Accuracy sensitive to input size and regularization strength
Forrest-110 opened this issue · comments
Dear authors, you have done a great job! But I met some difficulties when dealing with large size of input (1k-5k).
I have a list of numbers ranging in [0,1], and the list size is about 1k to 5k. And I'm trying to find a suitable regularization strength to get accurate ranking results.
My experiment codes are listed below
import torchsort
import torch
from matplotlib import pyplot as plt
def test_torchsort():
x = torch.rand(1, 1000).cuda()
order=torchsort.soft_rank(x,regularization_strength=1e-7).type(torch.int32)
gt_order=torch.argsort(torch.argsort(x,dim=1),dim=1)+1
error=torch.abs(order-gt_order).sum().item()
return error
def test_stablity():
errors=[]
error_cnt=0
for i in range(100):
error=test_torchsort()
errors.append(error)
if error>0:
error_cnt+=1
accuracy=1-error_cnt/len(errors)
print(accuracy)
plt.hist(errors)
plt.show()
if __name__ == '__main__':
test_stablity()
The things is:
- when input size is around 1k, 1e-7 regularization strength is suitable with accuracy about 0.93
- but when input size increases to 2k , 1e-7 is no longer suitable. In fact, it's hard to find a good regularization strength
That's exactly the issue. If I have to find a regularization strength for every input size, it could be quite impracticable. Could you help me?

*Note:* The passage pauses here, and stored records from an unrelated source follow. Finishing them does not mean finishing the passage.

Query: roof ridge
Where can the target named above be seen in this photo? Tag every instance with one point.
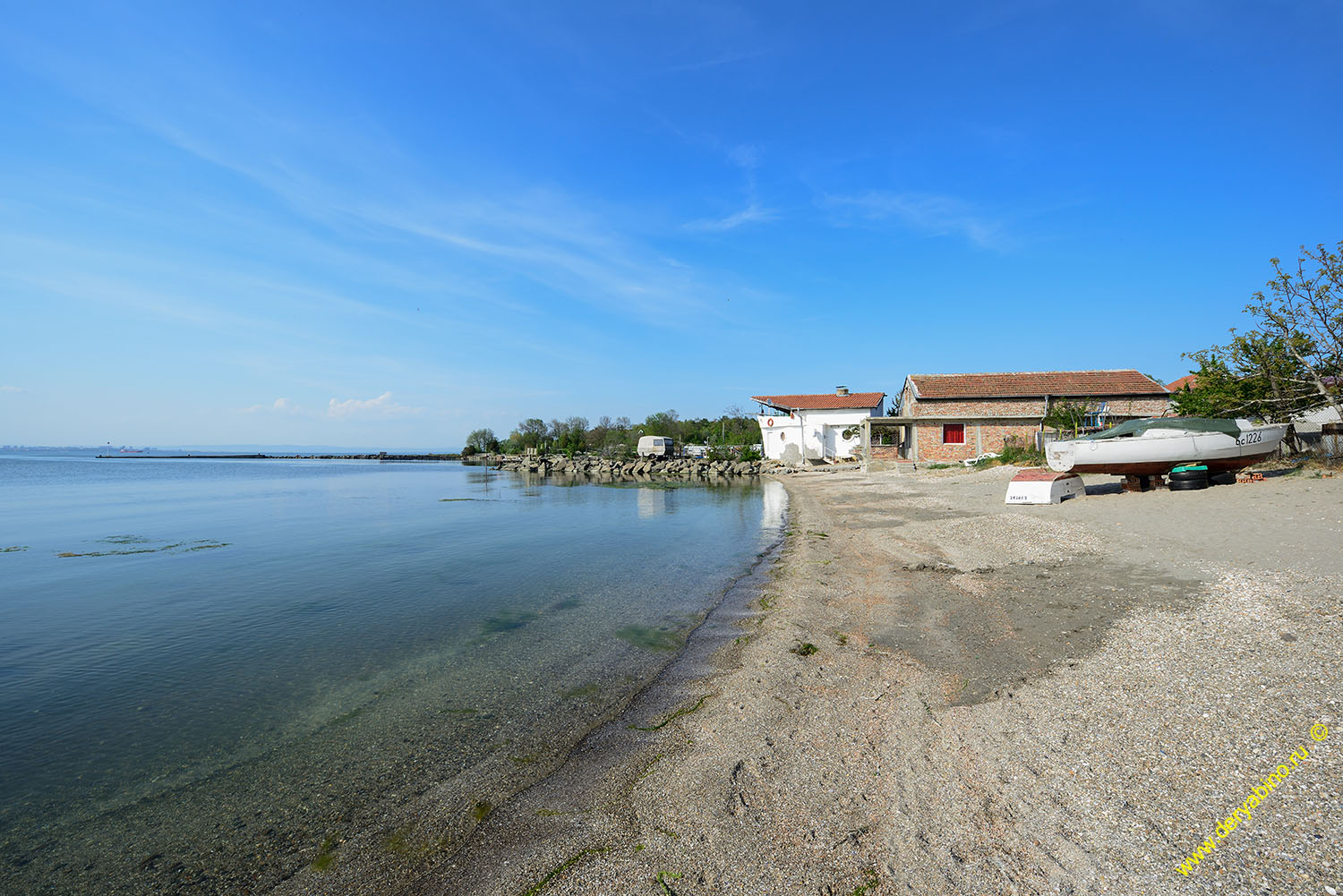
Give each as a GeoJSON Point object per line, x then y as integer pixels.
{"type": "Point", "coordinates": [1092, 370]}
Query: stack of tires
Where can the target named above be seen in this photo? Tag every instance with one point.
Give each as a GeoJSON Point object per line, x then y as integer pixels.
{"type": "Point", "coordinates": [1187, 479]}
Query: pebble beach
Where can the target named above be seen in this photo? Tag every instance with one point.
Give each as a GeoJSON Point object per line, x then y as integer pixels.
{"type": "Point", "coordinates": [932, 692]}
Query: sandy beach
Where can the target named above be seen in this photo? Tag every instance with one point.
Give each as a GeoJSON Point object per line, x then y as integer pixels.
{"type": "Point", "coordinates": [932, 692]}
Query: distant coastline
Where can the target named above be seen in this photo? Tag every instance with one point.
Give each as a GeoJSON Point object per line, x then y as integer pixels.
{"type": "Point", "coordinates": [381, 456]}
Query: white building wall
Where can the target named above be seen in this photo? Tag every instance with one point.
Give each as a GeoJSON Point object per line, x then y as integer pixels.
{"type": "Point", "coordinates": [811, 435]}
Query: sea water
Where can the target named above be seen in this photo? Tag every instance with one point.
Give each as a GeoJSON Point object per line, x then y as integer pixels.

Hey @Forrest-110, apologies for the very late reply I must have missed this. If you are still working on this, do you notice a similar trend with your downstream performance when doing inference? Typically you would only want to use soft rank/sort while training and the gradients are needed. Once trained, you can just use torch.argsort
as you do above. I would recommend tuning the regularization using a cross validation set.